Member of the Newfoundland House of Assembly for Bonavista Bay
- In office October 31, 1904 – October 30, 1913 Serving with Alfred B. Morine (1904–1906) Mark Chaplin (1904–1908) Donald Morison (1906–1913) William C. Winsor (1908–1913)
- Preceded by: Darius Blandford
- Succeeded by: William Coaker Robert G. Winsor John Abbott

Personal details
- Born: June 12, 1868 Greenspond, Newfoundland Colony
- Died: November 28, 1929 (aged 61) St. John's, Newfoundland
- Party: Conservative (1904–1908) People's (1908–1913)
- Parent: Samuel Blandford (father);
- Relatives: Darius Blandford (uncle) William C. Winsor (cousin-in-law)
- Occupation: Lawyer

= Sidney Dara Blandford =

Newfoundland politician (1868–1929)

Sidney Dara Blandford (June 12, 1868 - November 28, 1929) was a lawyer and political figure in Newfoundland.

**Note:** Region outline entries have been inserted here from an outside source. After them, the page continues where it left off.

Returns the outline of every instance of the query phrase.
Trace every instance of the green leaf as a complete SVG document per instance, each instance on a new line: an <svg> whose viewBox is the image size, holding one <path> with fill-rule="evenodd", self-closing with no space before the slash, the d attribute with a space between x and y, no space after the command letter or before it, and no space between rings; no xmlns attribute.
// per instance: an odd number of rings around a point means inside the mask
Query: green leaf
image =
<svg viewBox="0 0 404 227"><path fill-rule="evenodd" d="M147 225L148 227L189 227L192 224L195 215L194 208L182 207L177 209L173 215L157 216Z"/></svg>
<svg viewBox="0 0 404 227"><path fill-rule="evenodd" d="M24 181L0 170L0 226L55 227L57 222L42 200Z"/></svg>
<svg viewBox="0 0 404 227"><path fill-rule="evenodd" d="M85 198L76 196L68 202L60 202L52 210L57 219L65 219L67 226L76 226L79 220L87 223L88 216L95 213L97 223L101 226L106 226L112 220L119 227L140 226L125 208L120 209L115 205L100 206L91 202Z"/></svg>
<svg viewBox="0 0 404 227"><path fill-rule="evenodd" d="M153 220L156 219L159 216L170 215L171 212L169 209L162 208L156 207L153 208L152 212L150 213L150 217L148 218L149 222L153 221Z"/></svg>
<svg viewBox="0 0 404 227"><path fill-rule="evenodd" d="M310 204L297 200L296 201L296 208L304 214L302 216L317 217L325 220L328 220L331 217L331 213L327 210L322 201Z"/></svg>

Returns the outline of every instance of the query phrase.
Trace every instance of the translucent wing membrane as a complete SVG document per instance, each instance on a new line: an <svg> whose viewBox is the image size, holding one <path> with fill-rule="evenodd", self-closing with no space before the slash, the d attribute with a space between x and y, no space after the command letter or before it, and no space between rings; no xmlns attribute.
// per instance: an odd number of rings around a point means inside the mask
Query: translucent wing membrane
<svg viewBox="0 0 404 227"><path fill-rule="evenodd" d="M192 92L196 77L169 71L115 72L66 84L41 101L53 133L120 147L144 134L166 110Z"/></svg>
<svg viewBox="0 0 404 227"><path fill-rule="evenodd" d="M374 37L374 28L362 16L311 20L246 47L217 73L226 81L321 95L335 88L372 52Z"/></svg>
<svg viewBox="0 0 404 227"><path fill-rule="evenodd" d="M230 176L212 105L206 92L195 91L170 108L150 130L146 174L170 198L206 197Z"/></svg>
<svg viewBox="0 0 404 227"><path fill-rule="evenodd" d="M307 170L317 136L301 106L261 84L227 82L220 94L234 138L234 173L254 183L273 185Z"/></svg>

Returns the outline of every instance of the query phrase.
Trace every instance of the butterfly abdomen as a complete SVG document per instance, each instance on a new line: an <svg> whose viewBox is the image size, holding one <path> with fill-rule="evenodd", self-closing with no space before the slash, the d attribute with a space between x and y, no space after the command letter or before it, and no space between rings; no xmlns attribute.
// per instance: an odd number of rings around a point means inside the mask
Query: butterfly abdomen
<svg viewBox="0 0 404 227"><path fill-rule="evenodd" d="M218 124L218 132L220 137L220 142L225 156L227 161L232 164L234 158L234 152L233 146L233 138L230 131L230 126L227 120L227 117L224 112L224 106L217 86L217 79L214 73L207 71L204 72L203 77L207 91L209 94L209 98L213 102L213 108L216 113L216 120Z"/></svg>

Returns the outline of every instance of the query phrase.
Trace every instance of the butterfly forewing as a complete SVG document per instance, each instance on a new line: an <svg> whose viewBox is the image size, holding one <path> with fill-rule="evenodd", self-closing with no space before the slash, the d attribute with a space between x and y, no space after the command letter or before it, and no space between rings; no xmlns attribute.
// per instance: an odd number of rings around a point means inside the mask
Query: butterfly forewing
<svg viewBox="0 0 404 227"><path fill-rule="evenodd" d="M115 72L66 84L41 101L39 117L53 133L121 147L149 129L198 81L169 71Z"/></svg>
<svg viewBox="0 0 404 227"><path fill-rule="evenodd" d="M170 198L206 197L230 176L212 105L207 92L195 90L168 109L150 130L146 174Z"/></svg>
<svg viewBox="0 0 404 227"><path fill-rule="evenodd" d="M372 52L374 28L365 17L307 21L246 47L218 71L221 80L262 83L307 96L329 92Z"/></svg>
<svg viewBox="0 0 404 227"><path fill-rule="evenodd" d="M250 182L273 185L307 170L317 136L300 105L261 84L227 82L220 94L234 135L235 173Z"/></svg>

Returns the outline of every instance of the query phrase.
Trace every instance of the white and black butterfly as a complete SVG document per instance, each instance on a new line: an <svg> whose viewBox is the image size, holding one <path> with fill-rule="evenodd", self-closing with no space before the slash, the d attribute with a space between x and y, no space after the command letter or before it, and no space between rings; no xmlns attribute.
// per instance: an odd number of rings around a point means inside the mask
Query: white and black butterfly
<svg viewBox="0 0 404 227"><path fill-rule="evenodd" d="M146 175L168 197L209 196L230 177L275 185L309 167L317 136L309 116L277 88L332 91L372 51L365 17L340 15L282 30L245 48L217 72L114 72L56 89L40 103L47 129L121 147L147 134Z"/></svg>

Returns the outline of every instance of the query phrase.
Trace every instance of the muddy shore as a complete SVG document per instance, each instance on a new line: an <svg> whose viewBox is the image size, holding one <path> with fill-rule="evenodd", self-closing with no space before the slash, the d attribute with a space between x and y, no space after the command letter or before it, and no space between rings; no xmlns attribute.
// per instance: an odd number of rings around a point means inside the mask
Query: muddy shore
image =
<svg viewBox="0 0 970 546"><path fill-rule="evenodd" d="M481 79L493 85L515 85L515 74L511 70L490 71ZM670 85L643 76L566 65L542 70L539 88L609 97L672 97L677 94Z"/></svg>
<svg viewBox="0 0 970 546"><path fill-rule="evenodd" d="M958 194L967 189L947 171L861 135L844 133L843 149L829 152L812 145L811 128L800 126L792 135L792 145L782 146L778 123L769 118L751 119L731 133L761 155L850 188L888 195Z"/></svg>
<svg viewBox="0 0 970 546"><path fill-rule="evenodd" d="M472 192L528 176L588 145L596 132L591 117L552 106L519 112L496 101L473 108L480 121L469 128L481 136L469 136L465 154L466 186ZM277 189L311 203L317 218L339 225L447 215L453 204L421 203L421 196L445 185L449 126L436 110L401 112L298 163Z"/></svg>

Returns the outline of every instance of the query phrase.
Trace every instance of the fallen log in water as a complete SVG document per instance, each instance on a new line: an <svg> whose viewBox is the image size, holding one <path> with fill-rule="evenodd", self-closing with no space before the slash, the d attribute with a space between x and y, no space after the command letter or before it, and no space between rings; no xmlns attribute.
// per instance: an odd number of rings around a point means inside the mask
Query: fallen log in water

He represented Bonavista in the Legislative Assembly of Newfoundland and Labrador from 1904 to 1913 as a Conservative and then as a member of the People's Party. His first name appears in some sources as Sydney.

He was born in Greenspond, the son of Samuel Blandford. He was educated in St. John's and practised law there. He served in the Executive Council as Minister of Agriculture and Mines. Blandford was defeated when he ran for reelection in 1913. He was named to the Legislative Council of Newfoundland in the same year, serving until 1917, when he was named High Sheriff. Blandford was one of the founding owners of the Newfoundland Hotel in St. John's.

His uncle Darius Blandford also served in the Newfoundland assembly.